Change the trailing separator behaviour. We are no longer returning a separator before we are forwarding the error
Add a synchronous and asynchronous closure based interspersed method.
Support interspersing every n elements

I would love to get some feedback on the updated proposal. Especially on:

The naming of the every parameter
The closures are not throwing because we can't easily make them rethrows and this would make this sequence always throwing. To support re throws we probably have to introduce another generic parameter to this type.

Philippe_Hausler · June 1, 2023, 3:33pm

every is a decent name - it does what it says on the tin and provides natural language of the method; but swift does have a similar nomenclature for things like that - stride.

In this case the API ends up bifurcating to two types - one for throwing closures and one for non-throwing closures. From a usage standpoint it should be isomorphic to users but from the type system it needs to have concrete awareness that the closure participates in the error-ness of the iteration.

FranzBusch · June 1, 2023, 4:20pm

Right, we can totally do this by having a AsyncThrowingInterspersedSequence. Should we include it in this proposal?

Philippe_Hausler · June 1, 2023, 4:38pm

Yea I think it is a direct consequence of the closure - that should support failure modes and therefore we need throwing variant of the sequence.

FranzBusch · June 1, 2023, 5:19pm

Updated the PR to also include the throwing closure variants + the backing AsyncThrowingInterspersedSequence. I will keep the PR open for a bit so that we can get more feedback in here.

davedelong · June 2, 2023, 3:44pm

Thanks for the update! I think it looks really good.

I noticed that the three methods have the same example snippet in their doc comments, even though they're different. IE, they all show:

let input = ["A", "B", "C"].async
let interspersed = input.interspersed(with: "-")

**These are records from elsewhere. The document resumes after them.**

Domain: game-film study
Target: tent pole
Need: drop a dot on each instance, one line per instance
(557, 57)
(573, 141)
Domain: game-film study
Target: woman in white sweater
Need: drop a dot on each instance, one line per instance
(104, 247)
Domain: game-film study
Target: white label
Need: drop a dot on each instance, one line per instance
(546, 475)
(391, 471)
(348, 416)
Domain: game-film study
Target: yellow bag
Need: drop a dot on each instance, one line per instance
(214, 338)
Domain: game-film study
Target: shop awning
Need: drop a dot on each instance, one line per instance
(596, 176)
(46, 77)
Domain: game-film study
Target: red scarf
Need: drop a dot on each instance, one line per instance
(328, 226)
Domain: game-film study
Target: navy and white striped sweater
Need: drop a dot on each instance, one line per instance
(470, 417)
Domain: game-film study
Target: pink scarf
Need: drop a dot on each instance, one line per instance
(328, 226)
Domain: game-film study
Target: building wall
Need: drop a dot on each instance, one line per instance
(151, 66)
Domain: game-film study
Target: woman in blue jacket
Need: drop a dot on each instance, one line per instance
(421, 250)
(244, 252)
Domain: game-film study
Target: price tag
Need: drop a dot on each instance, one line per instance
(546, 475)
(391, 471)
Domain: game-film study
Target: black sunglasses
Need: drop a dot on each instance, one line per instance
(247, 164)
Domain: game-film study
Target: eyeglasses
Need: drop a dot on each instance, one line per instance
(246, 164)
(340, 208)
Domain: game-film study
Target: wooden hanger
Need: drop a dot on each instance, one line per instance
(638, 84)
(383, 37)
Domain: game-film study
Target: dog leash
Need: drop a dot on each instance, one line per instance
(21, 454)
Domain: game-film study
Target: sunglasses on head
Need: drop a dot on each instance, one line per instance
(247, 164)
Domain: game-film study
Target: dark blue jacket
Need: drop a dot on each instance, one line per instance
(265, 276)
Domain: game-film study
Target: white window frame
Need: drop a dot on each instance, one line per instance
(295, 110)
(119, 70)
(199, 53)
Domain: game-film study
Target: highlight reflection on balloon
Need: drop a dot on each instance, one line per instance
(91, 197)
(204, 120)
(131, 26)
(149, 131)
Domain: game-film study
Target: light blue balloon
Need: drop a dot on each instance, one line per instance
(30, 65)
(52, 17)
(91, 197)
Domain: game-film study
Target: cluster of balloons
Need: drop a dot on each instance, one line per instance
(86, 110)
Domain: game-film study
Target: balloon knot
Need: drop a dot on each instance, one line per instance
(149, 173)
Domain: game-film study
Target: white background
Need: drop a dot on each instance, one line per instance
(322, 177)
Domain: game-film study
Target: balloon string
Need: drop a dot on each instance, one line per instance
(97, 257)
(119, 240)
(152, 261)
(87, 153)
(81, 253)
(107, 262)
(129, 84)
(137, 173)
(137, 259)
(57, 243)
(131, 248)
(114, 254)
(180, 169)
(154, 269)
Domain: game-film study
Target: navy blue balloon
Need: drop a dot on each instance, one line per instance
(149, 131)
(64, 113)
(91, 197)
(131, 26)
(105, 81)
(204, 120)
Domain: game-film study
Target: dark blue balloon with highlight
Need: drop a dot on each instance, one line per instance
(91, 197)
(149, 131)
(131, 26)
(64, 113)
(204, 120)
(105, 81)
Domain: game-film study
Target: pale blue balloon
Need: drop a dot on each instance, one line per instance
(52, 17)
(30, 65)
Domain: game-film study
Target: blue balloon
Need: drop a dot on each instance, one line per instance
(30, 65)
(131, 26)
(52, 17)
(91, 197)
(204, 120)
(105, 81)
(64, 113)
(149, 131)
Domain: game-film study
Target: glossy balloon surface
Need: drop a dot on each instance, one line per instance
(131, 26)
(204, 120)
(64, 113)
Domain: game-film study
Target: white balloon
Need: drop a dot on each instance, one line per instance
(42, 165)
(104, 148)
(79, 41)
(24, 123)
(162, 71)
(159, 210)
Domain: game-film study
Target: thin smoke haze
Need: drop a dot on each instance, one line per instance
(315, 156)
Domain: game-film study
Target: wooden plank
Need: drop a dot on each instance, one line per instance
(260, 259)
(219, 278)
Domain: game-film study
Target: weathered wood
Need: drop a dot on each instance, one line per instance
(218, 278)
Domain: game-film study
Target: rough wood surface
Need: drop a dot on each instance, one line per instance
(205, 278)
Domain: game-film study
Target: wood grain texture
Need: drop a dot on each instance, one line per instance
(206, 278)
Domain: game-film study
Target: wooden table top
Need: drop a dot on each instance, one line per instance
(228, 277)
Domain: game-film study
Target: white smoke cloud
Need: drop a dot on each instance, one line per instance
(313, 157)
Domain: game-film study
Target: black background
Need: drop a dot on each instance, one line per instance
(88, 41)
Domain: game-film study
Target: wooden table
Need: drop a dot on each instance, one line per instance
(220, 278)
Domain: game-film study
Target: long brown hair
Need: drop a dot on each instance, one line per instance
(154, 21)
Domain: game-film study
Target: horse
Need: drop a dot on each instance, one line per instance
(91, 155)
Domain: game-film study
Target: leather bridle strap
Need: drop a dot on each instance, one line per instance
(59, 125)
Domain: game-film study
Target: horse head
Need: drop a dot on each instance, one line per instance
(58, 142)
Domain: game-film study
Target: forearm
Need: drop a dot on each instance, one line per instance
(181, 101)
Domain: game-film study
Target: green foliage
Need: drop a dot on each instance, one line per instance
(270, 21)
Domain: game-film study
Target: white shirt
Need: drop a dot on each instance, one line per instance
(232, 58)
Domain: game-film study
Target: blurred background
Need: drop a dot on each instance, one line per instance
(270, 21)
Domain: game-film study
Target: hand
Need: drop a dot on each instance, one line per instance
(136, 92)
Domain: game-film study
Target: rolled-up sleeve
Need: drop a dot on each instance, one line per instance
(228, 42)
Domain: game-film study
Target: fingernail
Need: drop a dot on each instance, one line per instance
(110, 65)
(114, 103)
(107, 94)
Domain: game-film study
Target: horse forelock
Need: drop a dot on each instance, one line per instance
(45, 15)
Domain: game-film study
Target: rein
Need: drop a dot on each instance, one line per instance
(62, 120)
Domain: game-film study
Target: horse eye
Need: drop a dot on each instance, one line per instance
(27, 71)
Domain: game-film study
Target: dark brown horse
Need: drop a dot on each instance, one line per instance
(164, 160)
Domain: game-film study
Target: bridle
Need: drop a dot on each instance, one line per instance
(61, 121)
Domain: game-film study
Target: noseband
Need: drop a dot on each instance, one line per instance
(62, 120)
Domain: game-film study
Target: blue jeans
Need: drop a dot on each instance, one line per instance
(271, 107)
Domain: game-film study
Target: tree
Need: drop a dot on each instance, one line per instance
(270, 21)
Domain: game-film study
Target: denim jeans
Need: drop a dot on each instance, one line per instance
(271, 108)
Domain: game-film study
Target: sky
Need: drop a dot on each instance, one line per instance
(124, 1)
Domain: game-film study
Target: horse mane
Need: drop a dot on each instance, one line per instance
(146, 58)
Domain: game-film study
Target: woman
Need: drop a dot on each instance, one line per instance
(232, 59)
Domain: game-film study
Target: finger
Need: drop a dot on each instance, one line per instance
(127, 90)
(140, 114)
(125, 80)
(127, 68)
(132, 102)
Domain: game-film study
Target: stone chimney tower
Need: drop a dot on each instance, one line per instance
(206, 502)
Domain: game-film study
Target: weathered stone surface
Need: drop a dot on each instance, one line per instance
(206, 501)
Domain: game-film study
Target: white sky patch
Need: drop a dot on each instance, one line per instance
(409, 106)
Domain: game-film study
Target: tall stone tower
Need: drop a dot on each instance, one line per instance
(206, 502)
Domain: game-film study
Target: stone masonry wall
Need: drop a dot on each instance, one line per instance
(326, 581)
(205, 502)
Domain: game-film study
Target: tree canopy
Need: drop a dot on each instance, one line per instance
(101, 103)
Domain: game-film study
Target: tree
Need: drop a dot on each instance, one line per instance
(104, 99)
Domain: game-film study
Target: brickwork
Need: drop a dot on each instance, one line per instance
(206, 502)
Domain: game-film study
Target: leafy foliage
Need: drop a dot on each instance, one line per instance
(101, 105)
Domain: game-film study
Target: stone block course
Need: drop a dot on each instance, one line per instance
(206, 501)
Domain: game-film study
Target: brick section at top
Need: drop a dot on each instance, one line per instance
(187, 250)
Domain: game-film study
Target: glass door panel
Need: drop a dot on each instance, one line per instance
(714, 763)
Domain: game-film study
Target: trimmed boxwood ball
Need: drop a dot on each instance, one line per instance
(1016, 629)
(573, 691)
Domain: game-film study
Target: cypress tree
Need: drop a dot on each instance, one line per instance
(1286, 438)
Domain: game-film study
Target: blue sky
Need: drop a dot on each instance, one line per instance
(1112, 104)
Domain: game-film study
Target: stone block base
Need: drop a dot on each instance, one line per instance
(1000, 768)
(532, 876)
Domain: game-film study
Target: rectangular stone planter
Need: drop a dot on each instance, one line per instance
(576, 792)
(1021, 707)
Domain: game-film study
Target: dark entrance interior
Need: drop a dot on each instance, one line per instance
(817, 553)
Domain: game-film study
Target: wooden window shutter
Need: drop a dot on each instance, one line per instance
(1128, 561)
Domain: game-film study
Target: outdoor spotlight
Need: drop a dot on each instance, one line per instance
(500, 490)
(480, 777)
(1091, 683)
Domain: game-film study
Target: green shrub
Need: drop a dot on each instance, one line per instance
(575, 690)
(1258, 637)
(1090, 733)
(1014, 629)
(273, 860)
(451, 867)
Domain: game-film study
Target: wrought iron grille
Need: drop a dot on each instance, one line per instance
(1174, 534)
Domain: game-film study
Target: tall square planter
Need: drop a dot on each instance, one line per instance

... even for the variations that take a closure. If that's "the way" docs are done then so be it, but I think it'd be better if each method had a different example, so it's more obvious from the docs why you'd want to choose one variant over another.

FranzBusch · June 2, 2023, 3:47pm

Ah nope good catch. I will update those. It is a bit hard to come up with sensible examples for the async and throws variants. Might just stick to something very basic there or re-use the regular closure based example.